Dr. Liu is a molecular biologist who supports NOAA’s Milford Laboratory through AIS’s ProTech division. Her nomination for this award stemmed from her accomplishments through mentorship, collaboration, field collections, laboratory innovation, and bioinformatics. Her breadth of accomplishment is stunning and speaks to her hard working and personable nature!

Dr. Liu is the NEFSC’s technical lead for genomics and is a key member of NEFSC’s contribution to NMFS’ strategic initiative on genomics. She serves as a subject matter expert and partners with others in the governmental, private, and academic sectors. Her research results demonstrate that environmental DNA from a water sample as small as 1-liter can identify biotic communities in marine ecosystems. eDNA offers a particular advantage to identify species that are difficult to sample because they are rare, very small, very large, very fast, aggregated, difficult to identify, or inhabit areas not accessible to nets or other traditional sampling devices. eDNA data and information ― from primary consumers to apex predators ― advances our ability to monitor the status, trends, and resilience of fishery, cultured, and protected species residing on the northeast U.S. continental shelf and slope.

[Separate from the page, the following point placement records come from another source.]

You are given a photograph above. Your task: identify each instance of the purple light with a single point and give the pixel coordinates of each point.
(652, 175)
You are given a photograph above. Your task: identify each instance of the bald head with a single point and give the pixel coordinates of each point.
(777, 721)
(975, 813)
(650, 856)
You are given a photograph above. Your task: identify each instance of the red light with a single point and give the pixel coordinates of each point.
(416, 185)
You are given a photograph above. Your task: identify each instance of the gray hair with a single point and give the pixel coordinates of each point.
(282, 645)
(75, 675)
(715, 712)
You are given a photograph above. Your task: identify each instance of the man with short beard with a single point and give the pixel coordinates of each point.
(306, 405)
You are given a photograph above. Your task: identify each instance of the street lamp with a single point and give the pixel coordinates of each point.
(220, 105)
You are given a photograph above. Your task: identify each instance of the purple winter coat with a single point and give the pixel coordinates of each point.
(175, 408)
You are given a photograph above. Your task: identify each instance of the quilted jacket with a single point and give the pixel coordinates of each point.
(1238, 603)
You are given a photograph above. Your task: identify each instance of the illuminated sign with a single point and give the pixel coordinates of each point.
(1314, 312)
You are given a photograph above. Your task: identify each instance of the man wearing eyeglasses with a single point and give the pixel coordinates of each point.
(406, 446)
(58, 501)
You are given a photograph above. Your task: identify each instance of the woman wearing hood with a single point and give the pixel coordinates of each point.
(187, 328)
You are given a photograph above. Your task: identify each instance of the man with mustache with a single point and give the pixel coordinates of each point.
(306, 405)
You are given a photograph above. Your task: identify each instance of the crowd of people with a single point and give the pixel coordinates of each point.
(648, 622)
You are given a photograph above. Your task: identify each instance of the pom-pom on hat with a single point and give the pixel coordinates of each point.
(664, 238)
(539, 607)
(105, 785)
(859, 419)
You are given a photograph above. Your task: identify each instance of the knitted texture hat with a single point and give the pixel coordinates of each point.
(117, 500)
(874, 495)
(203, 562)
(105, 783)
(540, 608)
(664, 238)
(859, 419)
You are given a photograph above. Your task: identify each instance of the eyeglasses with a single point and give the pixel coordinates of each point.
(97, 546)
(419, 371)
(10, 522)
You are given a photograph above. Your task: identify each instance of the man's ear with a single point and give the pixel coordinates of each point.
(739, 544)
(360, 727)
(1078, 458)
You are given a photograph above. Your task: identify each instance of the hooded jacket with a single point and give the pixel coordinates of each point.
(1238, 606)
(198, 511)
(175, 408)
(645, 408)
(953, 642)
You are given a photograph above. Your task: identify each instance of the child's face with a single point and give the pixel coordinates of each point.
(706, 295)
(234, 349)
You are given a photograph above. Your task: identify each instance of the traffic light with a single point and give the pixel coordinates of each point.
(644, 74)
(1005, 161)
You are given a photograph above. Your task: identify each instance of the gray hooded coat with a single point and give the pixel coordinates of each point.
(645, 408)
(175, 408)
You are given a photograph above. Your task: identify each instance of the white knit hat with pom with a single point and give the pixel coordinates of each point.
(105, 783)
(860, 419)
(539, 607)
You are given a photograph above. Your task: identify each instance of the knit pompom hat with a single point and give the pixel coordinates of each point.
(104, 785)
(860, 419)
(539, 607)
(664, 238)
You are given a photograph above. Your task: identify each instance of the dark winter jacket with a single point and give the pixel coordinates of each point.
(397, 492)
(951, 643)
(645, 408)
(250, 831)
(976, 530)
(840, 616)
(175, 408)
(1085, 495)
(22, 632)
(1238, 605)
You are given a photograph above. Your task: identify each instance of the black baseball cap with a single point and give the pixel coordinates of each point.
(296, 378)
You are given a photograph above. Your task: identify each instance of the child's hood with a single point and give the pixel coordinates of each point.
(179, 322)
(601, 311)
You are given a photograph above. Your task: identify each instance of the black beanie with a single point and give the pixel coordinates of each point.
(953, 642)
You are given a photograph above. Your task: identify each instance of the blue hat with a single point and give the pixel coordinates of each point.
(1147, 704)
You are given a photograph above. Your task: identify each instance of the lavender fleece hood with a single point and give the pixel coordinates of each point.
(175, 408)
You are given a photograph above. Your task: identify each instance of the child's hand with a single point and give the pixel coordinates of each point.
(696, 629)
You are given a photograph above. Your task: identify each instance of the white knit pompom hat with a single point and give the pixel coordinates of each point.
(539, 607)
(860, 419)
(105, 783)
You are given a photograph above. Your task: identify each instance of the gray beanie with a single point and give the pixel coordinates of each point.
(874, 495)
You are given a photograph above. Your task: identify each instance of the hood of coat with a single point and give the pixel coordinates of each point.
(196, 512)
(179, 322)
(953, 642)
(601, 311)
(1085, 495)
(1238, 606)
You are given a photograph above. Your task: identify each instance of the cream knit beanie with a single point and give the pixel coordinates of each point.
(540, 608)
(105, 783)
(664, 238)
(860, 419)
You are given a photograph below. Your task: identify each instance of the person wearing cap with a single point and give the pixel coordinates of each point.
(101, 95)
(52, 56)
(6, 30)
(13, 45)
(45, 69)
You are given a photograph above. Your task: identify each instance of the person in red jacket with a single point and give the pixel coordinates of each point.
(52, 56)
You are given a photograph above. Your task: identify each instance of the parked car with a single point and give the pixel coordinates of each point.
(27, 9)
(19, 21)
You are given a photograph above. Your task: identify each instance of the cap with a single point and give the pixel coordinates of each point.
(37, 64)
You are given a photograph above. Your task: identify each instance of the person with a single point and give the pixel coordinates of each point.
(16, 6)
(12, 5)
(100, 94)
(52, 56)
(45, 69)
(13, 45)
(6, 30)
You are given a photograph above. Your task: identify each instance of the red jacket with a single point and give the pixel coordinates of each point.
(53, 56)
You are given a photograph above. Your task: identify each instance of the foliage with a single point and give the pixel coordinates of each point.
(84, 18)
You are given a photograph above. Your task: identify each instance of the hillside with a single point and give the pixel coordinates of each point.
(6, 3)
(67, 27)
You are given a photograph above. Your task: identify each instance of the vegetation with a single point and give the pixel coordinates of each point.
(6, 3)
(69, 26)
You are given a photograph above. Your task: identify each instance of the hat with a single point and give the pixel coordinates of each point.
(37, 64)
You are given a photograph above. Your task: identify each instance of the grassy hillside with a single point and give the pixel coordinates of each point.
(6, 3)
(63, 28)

Dr. Liu is being recognized not just for her number of notable accomplishments in 2021, but also in recognition of the breadth of those accomplishments. She co-mentored Skylar Gering, a NOAA Ernest F. Hollings Undergraduate Scholar, whose research was awarded the best student poster at the 151st annual meeting of the American Fisheries Society. She presented two talks about genomics technology, to NOAA’s Genetic Journal Club and NMFS’ Greater Atlantic Regional Office. She was co-author on two white papers, published in international journals, on the topic of applying environmental DNA (eDNA) to aquaculture development ( https://doi.org/10.3354/aei00408 , https://www.fra.affrc.go.jp/bulletin/bull/bull50/50-0502.pdf ).

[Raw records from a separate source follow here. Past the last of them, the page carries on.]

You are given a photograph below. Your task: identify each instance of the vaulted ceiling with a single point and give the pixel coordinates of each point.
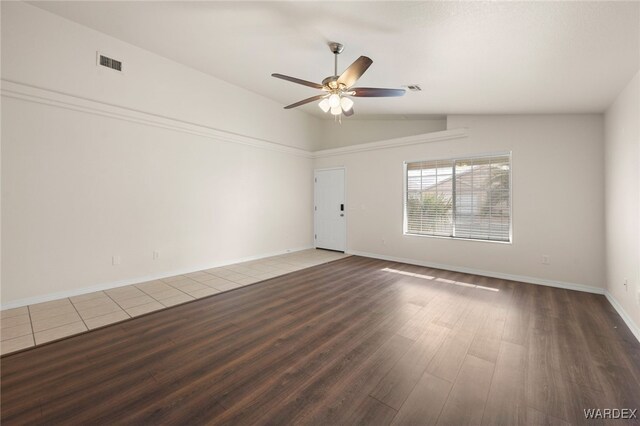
(468, 57)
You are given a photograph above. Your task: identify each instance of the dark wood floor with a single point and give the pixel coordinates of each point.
(343, 343)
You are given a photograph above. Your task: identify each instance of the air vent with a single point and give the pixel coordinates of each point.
(105, 61)
(414, 87)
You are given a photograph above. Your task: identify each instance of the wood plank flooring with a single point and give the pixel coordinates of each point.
(355, 341)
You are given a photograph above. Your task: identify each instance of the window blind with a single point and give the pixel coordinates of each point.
(466, 198)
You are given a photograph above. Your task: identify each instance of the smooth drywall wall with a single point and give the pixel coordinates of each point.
(44, 50)
(353, 131)
(622, 177)
(81, 185)
(557, 198)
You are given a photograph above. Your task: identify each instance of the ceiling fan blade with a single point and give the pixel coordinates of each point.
(297, 80)
(374, 92)
(355, 71)
(305, 101)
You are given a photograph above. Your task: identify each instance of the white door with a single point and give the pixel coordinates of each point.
(330, 210)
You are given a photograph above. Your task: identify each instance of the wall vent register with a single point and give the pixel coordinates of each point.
(105, 61)
(467, 198)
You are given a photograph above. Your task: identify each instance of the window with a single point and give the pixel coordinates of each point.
(466, 198)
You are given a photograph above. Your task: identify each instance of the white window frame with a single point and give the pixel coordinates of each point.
(405, 225)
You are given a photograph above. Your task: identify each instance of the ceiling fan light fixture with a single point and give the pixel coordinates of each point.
(324, 105)
(346, 103)
(334, 100)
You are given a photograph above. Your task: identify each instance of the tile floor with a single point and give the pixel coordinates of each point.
(37, 324)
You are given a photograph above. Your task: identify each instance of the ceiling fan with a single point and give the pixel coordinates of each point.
(338, 89)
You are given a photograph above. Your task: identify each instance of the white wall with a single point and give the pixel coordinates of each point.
(126, 173)
(622, 177)
(45, 50)
(558, 196)
(353, 131)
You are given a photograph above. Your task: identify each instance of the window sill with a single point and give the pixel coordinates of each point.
(406, 234)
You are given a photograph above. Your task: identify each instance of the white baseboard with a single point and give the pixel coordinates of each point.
(107, 286)
(521, 278)
(635, 329)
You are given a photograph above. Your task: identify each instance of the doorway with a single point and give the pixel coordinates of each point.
(330, 220)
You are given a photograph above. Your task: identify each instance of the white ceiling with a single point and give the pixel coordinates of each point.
(469, 57)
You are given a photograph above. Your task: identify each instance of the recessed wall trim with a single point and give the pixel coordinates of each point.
(26, 92)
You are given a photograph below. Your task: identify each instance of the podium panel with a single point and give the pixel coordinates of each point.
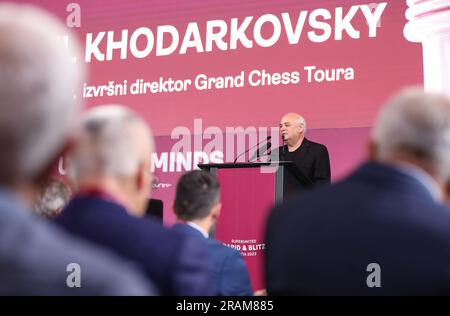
(248, 193)
(245, 206)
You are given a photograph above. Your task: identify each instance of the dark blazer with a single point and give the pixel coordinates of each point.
(229, 273)
(313, 163)
(322, 243)
(176, 262)
(35, 255)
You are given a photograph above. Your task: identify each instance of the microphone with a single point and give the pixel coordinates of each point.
(261, 150)
(257, 145)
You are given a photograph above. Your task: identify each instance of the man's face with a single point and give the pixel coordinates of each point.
(290, 130)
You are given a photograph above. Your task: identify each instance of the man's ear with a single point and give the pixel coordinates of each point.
(301, 128)
(141, 177)
(52, 166)
(372, 150)
(215, 213)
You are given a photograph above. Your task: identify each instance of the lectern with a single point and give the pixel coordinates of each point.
(248, 193)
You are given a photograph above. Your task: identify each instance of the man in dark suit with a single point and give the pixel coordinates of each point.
(110, 166)
(311, 166)
(197, 205)
(37, 111)
(384, 230)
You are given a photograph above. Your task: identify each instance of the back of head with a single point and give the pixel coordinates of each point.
(197, 193)
(112, 142)
(415, 124)
(37, 85)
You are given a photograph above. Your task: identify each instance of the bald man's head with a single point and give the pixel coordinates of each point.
(292, 128)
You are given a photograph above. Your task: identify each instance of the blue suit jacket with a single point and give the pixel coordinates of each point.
(176, 262)
(229, 273)
(323, 242)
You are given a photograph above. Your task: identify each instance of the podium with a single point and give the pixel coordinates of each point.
(248, 192)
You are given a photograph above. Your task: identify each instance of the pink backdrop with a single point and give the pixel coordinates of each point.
(339, 113)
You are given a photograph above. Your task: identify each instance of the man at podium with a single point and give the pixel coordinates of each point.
(311, 163)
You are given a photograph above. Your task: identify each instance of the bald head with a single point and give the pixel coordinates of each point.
(292, 128)
(113, 152)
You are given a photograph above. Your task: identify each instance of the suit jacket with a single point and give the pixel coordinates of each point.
(323, 242)
(34, 257)
(313, 163)
(229, 273)
(177, 263)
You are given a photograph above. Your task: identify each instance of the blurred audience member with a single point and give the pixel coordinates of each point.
(53, 195)
(110, 165)
(197, 205)
(384, 230)
(37, 84)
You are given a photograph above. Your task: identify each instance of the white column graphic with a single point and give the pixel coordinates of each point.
(429, 24)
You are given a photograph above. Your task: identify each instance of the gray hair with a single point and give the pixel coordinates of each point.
(107, 143)
(418, 123)
(37, 83)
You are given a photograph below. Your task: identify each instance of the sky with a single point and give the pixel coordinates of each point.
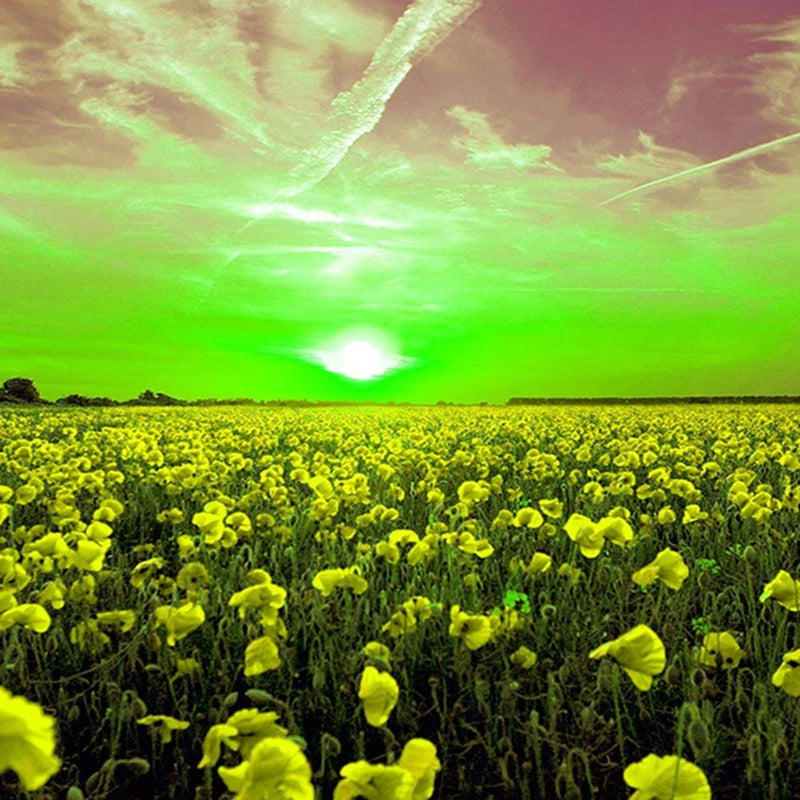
(406, 200)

She spent 16 days at sea, on a NOAA oceanography cruise to collect eDNA at all 30 stations, a total of 322 water samples ― from Delaware Bay to the Canadian Maritimes, out to the continental slope. Collecting these samples required around the clock readiness and thorough attention to detail. Back on land, she innovated methods to extract eDNA from samples of ocean water and marine mammal feces, the latter to investigate predator-prey relationships between protected and fishery species. Finally, when computer server support was lost due to changes in IT infrastructure, Dr. Liu developed and is now implementing a plan to re-establish a bioinformatics data pipeline to analyze the voluminous genomics data generated by these projects. Dr. Liu’s achievements propelled forward our Science Center’s capacity to apply genomics in a blue economy.

Congrats again to Yuan! We can’t wait to see what else she achieves in the future.